The government’s new employment programme aims to improve cooperation between ministries and the disability administration.

“We already have the tools which for instance can help people who are difficult to employ find third sector jobs. But we must also look at working life,” said  Lauri Ihalainen. 

“It is difficult to change attitudes in the workplace. You need creative leadership.

“When working life is running at full tilt you don’t have room for those who aren’t running at full tilt. So what can be done when it comes to working life? Support for people with disabilities is dependent on cooperation between all parties,” said Lauri Ihalainen and challenged the invited parties to voice their opinions to the ministers.

Mikko Räsinen

Mikko Räsinen, a specialist at the Confederation of Finnish Industries (EK), and a board member with a foundation which works to employ more people with disabilities, underlined he was not talking on behalf of other employers’ organisations in the Nordic region.

Where are the jobs for whose who can work 40 percent?

“This is a very topical question,” said Mikko Räsinen.

He identified the salary system as one obstacle to employing people with reduced work ability, and felt wage subsidies to be a good measure, and that more flexibility in the way unemployment benefits are paid out could allow for a three month trial period of someone’s ability to work before an employer decided on further employment.
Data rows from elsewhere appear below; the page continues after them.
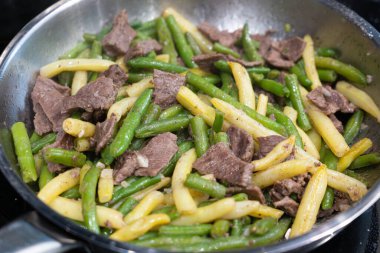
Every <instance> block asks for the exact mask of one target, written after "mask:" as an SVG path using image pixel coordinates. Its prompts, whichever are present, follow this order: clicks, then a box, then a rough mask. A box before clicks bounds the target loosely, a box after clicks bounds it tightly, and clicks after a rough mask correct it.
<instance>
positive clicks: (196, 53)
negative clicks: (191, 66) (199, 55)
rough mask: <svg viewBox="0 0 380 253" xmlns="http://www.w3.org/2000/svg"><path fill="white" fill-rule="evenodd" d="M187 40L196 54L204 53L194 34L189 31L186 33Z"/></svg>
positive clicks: (188, 42)
mask: <svg viewBox="0 0 380 253" xmlns="http://www.w3.org/2000/svg"><path fill="white" fill-rule="evenodd" d="M185 37H186V41H187V43H188V44H189V46H190V48H191V50H192V51H193V54H194V55H200V54H202V50H201V48H200V47H199V45H198V43H197V42H196V41H195V39H194V37H193V35H191V33H189V32H187V33H185Z"/></svg>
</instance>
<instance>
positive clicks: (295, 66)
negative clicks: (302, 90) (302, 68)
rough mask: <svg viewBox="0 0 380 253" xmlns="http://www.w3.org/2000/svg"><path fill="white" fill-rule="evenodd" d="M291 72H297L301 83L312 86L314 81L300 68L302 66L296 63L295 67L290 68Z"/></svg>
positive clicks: (291, 72) (298, 79)
mask: <svg viewBox="0 0 380 253" xmlns="http://www.w3.org/2000/svg"><path fill="white" fill-rule="evenodd" d="M289 71H290V73H292V74H295V75H296V76H297V79H298V81H299V82H300V84H301V85H302V86H303V87H305V88H310V87H311V85H312V82H311V81H310V79H309V78H307V76H306V75H305V73H304V71H302V69H300V67H299V66H298V65H297V64H296V65H294V66H293V67H291V68H290V69H289Z"/></svg>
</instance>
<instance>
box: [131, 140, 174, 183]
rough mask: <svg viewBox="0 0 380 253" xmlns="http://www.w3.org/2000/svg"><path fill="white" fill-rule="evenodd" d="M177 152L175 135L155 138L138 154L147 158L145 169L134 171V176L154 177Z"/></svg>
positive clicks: (156, 174)
mask: <svg viewBox="0 0 380 253" xmlns="http://www.w3.org/2000/svg"><path fill="white" fill-rule="evenodd" d="M177 151H178V146H177V136H176V135H175V134H172V133H163V134H159V135H157V136H155V137H154V138H152V139H151V140H150V141H149V142H148V143H147V144H146V146H145V147H144V148H142V149H141V150H140V152H139V153H140V154H141V155H143V156H145V157H146V158H147V160H148V165H147V167H145V168H139V169H138V170H136V171H135V175H136V176H151V177H153V176H156V175H157V174H158V173H159V172H160V171H161V170H162V169H163V168H164V167H165V166H166V165H168V163H169V161H170V159H171V158H172V157H173V156H174V155H175V153H176V152H177Z"/></svg>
On changing attitudes, he wanted to see a better spread of information in cooperation with disability organisations.  

Loa Brynjulfsdottir, newly elected general secretary at the Council of Nordic Trade Unions (above, left) said her organisation would have special focus on the Nordic region in the years to come and hoped for good cooperation to protect the Nordic collective agreement model.
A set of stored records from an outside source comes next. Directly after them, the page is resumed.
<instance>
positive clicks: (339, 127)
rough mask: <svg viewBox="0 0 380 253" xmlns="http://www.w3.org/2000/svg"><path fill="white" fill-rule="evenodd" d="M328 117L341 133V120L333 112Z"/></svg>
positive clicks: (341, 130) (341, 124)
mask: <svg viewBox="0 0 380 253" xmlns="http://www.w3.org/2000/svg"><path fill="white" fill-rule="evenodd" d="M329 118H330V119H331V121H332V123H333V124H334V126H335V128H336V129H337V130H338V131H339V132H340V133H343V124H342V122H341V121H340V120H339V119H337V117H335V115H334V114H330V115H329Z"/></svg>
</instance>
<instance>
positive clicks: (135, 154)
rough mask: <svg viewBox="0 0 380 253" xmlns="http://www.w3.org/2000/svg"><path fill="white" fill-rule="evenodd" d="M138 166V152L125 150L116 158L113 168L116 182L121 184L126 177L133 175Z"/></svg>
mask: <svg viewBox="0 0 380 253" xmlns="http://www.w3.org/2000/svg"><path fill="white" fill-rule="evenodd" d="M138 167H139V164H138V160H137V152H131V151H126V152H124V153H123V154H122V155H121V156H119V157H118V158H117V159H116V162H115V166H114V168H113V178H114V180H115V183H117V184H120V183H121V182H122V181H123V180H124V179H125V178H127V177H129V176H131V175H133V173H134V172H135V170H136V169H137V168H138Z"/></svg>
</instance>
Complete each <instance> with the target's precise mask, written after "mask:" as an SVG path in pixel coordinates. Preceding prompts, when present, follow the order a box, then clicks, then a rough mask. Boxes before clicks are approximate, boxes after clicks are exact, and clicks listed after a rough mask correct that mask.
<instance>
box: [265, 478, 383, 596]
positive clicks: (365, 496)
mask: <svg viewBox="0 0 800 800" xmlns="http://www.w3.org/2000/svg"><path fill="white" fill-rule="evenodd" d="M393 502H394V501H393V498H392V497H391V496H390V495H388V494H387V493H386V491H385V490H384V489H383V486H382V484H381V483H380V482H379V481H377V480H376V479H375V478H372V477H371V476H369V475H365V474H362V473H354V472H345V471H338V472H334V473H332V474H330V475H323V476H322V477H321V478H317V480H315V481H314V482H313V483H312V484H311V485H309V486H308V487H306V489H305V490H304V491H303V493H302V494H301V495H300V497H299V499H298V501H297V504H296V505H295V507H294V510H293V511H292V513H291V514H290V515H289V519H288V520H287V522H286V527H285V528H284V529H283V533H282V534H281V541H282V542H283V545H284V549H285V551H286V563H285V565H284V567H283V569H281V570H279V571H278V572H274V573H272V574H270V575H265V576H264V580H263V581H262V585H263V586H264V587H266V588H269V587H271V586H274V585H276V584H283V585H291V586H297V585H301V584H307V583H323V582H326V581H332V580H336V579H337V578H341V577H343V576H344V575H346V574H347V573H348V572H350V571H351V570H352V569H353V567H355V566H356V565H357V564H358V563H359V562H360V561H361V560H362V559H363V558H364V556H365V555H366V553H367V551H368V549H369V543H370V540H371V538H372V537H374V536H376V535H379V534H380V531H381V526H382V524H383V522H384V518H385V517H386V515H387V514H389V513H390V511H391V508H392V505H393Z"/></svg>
She said the trade unions were interested in creating a more open working life with space for everyone. 

“Everyone must be given the chance to contribute with their skills in working life on their own terms, both the young, the old, immigrants and people with disabilities. It is only fair that all have the same chance to take part in working life. It is a human right for all to be able to take part in society, and when as many as possible take part in working life it has great social benefits,” said Loa Brynjulfsdottir. 

She was particularly focused on border obstacles in the Nordic region, a hindrance to mobility between the countries. This hit people with disabilities particularly hard, she said.

“Border obstacles don’t only hinder mobility, but they rob people with disabilities of their right to be part of a common Nordic labour market,” said Loa Brynjulfsdottir. 

From three to four parties

Tone Mørk, head of the Nordic Council on Disability (NHR), also wanted to see more cooperation. She encouraged the ministers to include disability organisations in their work to increase employment among people with disabilities.

“There is no lack of plans, the challenge is to put these plans into action,” she said, and pointed to several areas where more needed to be done.

“We need more skills and more adapted workplaces. More focus on welfare technology and universal access. We need a change in attitudes and more cooperation between different authorities. We need to spread the good examples and to learn from each other’s experience.”

She felt the user groups should be part of this work. NHH wants to focus on ways to improve the transition from school to working life. They want to focus on measures which target employers and want the Nordic tri-partite cooperation to expand into becoming a four-party cooperation. The Nordic Council on Disability’s programme also states that they want to coordinate evidence-based Nordic knowledge.